Heilbronner Ärztin: Mitbestimmungsrechte in den Bildungsplan für Schulen einbauen
„Aber wo bleiben die Keimzellen für die Demokratie?“, fragt die Medizinerin. Wo ein Bildungsplan für die Schulen? Bei dem es um Mitbestimmungsrechte gehe und darum, was man braucht, um zu gestalten. Stattdessen habe die AfD in den Sozialen Medien Meldeportale eingerichtet, in denen Schüler und Eltern aufgerufen werden, Lehrer zu denunzieren, die sich kritisch über die AfD äußern, sagt Hannah Schneider.
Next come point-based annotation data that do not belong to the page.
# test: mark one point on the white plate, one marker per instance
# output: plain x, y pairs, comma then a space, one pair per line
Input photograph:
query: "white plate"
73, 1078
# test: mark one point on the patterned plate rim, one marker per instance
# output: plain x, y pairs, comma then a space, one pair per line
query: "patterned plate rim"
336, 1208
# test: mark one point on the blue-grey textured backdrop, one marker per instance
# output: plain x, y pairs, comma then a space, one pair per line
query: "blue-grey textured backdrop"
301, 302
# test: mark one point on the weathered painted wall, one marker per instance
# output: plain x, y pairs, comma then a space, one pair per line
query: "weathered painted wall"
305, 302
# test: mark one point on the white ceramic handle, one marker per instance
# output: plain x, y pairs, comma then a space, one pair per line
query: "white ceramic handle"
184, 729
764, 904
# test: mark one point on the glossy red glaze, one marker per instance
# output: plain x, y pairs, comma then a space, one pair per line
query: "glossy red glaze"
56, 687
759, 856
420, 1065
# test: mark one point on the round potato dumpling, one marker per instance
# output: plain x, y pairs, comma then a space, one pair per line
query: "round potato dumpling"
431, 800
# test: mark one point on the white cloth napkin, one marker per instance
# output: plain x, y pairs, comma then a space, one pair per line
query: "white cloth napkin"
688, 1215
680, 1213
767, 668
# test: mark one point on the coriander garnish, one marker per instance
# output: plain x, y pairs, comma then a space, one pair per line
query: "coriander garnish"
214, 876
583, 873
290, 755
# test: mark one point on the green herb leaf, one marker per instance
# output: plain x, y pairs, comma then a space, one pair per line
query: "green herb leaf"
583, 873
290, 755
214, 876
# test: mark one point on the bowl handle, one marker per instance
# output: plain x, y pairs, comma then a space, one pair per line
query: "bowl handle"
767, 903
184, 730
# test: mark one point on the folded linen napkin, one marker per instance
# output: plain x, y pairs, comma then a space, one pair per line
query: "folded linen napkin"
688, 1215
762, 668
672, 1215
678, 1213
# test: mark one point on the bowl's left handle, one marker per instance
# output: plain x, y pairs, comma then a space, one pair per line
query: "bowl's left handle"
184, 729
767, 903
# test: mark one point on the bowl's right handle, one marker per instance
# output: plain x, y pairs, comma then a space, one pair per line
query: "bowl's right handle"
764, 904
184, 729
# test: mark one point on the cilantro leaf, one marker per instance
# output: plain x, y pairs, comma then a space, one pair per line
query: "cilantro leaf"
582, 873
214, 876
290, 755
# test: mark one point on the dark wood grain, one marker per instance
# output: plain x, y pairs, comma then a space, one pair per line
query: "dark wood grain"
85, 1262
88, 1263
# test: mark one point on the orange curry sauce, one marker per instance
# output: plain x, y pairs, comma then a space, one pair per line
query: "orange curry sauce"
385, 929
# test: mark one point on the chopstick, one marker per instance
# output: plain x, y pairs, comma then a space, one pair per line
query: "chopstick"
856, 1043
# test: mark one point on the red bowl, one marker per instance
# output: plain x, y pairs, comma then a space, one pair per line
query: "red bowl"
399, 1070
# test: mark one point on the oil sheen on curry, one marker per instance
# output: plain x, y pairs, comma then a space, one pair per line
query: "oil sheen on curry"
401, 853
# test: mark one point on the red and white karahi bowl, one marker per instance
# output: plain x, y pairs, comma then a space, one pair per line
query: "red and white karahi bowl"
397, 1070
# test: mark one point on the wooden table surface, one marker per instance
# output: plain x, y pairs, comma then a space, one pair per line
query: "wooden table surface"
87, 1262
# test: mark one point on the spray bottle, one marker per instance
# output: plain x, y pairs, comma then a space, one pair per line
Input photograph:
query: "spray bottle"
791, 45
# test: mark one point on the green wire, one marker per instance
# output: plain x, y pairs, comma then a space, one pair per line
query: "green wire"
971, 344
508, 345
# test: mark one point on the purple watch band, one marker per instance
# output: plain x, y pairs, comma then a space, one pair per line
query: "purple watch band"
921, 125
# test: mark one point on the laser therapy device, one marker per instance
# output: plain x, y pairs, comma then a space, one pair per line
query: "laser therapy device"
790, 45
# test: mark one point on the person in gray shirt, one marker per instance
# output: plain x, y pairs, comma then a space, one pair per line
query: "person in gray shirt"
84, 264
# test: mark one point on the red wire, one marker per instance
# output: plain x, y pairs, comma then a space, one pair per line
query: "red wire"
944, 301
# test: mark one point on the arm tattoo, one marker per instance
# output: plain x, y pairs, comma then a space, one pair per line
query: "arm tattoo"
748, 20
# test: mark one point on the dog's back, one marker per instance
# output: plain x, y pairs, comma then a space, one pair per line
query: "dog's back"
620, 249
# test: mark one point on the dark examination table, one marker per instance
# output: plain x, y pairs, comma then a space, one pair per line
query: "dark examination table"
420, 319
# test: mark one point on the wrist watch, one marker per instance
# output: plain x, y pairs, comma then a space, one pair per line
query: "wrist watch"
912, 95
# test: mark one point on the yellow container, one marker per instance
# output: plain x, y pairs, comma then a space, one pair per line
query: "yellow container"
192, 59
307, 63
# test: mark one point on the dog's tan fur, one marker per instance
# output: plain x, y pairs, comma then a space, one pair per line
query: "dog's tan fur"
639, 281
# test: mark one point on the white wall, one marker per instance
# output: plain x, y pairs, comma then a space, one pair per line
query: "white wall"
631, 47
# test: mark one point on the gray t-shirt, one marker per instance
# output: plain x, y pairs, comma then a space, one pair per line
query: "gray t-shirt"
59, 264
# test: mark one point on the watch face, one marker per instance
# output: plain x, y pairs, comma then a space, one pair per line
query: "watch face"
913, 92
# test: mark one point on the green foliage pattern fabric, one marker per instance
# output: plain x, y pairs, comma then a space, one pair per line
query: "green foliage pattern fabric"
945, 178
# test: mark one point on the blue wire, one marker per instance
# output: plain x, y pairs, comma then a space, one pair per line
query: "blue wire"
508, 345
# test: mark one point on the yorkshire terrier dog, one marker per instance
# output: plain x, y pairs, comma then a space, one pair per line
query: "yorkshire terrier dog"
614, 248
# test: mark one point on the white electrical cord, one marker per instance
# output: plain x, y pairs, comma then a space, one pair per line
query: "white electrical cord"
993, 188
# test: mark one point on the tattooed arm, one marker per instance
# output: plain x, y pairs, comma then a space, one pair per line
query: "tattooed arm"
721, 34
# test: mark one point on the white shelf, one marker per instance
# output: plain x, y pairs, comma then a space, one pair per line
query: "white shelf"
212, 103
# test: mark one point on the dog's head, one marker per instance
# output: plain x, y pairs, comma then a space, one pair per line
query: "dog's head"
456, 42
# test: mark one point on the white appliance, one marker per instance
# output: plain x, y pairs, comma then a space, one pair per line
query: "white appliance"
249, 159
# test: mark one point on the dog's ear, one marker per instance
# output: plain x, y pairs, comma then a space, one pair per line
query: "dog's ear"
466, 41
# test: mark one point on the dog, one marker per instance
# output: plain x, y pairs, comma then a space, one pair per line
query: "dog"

Die Entwicklung ihrer alten Heimat lässt die 41-Jährige nicht los. Auch wenn sie vor mittlerweile 25 Jahren nach Heilbronn gezogen ist und zwischendurch während des Studiums in Heidelberg lebte. Denn auch innerhalb ihrer elterlichen Familie gingen die Ansichten auseinander. Während die Schwester als Mitglied einer demokratischen Partei in Thüringen Verwaltungschefin einer Kreisstadt ist, gäbe auch Verwandte, die der AfD nahestehen.